December 20, 2009… Steve Litt is back on the front page today promoting another supposed uplift for Cleveland’s despondent condition: this time another redo of Public Square.

He writes: “City planners have dreamed for decades of doing something to resolve the conflict between vehicles and people in the square and to restore the sense of the town commons implied in the 1796 street plan that gave downtown its form.”

I wish he’d name the city planners doing this dreaming.

I hate to break it to Steve but Cleveland even by 1815 was a village and hit a population of 500 only by 1824. Maybe these people, who likely knew most of each other, (and even lived in the city) could amble about a public square and find out the latest news and gossip. A true community public square. What Sunday fun!

But now we have the Plain Dealer, television news and something called an internet. They give us the gossip, insipid as it may be.

Really this another downtown plan by the same downtown interests as always. Their real interest is keeping certain people off the public square: Homeless people. Young black. Panhandlers. You know those people who interfere with the business of downtown interests.
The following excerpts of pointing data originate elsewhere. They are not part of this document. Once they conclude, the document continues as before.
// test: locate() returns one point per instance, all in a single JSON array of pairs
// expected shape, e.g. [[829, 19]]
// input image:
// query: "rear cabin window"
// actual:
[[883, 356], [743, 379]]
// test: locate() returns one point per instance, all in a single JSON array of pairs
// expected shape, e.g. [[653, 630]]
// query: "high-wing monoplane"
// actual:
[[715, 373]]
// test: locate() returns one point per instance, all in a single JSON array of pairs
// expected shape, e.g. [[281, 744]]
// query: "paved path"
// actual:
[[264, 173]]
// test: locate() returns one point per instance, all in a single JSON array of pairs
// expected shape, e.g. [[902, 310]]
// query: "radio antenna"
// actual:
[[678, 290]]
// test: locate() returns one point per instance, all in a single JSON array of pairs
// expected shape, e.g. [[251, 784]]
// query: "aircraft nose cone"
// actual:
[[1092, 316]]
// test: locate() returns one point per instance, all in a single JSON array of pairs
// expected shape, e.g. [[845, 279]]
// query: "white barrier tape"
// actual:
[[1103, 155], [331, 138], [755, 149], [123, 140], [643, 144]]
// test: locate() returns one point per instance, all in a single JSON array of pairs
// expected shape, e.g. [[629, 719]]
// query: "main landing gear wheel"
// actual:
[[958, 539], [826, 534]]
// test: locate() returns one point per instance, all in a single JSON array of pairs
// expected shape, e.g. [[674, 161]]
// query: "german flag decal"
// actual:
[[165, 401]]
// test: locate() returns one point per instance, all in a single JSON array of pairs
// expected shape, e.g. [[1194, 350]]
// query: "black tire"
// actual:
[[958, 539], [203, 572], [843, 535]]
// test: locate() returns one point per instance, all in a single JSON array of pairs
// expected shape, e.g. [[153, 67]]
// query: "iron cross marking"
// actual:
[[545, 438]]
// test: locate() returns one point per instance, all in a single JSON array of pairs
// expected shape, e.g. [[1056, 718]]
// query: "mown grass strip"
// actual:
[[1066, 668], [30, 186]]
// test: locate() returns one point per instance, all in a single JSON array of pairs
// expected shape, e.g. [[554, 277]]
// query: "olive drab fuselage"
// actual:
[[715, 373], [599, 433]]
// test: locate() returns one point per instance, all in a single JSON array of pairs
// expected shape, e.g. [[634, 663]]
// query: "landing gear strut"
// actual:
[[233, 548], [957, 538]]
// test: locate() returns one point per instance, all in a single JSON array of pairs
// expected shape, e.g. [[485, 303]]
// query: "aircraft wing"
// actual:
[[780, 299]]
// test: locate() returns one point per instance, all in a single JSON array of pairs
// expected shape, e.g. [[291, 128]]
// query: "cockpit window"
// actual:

It’s being pushed by two front groups of the Greater Cleveland Partnership (GCP) – Parkworks and the Downtown Cleveland Alliance.

The money – always available for these Establishment projects – comes from The Alliance and the John P. Murphy Foundation. Both occupy space at Tower City whose front door is Public Square. The Murphy Foundation has a fair market value of $40 million.

One proposal suggests a 76 feet mound of dirt. Now isn’t that clever planning. That must have taken imagination.

This is another Greater Cleveland Partnership project for the rest of us to finance. The Greater Cleveland Partnership, if you don’t know, is the representative of the top corporate people in Cleveland. It doesn’t represent the interests of ordinary people. GCP gets something as the Murphy Foundation interested and we’re off to the races.

All the usual suspects have usual trite things to say. City Planning director Bob Brown finds the ideas “fascinating.” Joe Cimperman Public Square is “pretty thrilled.” Chris Roynane is “excited.”

Is there anyone here who thinks for him or herself? Does everyone have to eat the pie served by GCP and its boosters?

In the mid 1980s we spent some $12 million to spruce up Public Square and I’m sure more than that (though I can’t find a figure) in 1975 when the wife of PD publisher and Editor Tom Vail, Iris Vail, headed up a beautification of Public Square.

Unfortunately, Litt, who has the PD morgue files, doesn’t tell us just how much we’ve already spent in “bettering” Public Square.

With all the problems that Cleveland has why is the PD pushing once again – at the behest of downtown interests, not the least the Tower City gang whose front door is Public Square – for another redo of Public Square.

Can’t they pay attention to the real problems of real Cleveland people? And then they grouse about “leadership” as they march in lock step to every task presented by the downtown business people.

Yes, sir. Yes, sir. Yes, sir.

The grandiose talk of turning Public Square into a Chicago Millennium Park is so farfetched as to be laughable. Litt should be ashamed of himself for putting this as even a thought. Chicago’s park cost $475 million, some $270 million from the city’s revenues.

Have you noticed that the city is supposed to be so hard-up that it has to charge $8 a month to collect people’s garbage?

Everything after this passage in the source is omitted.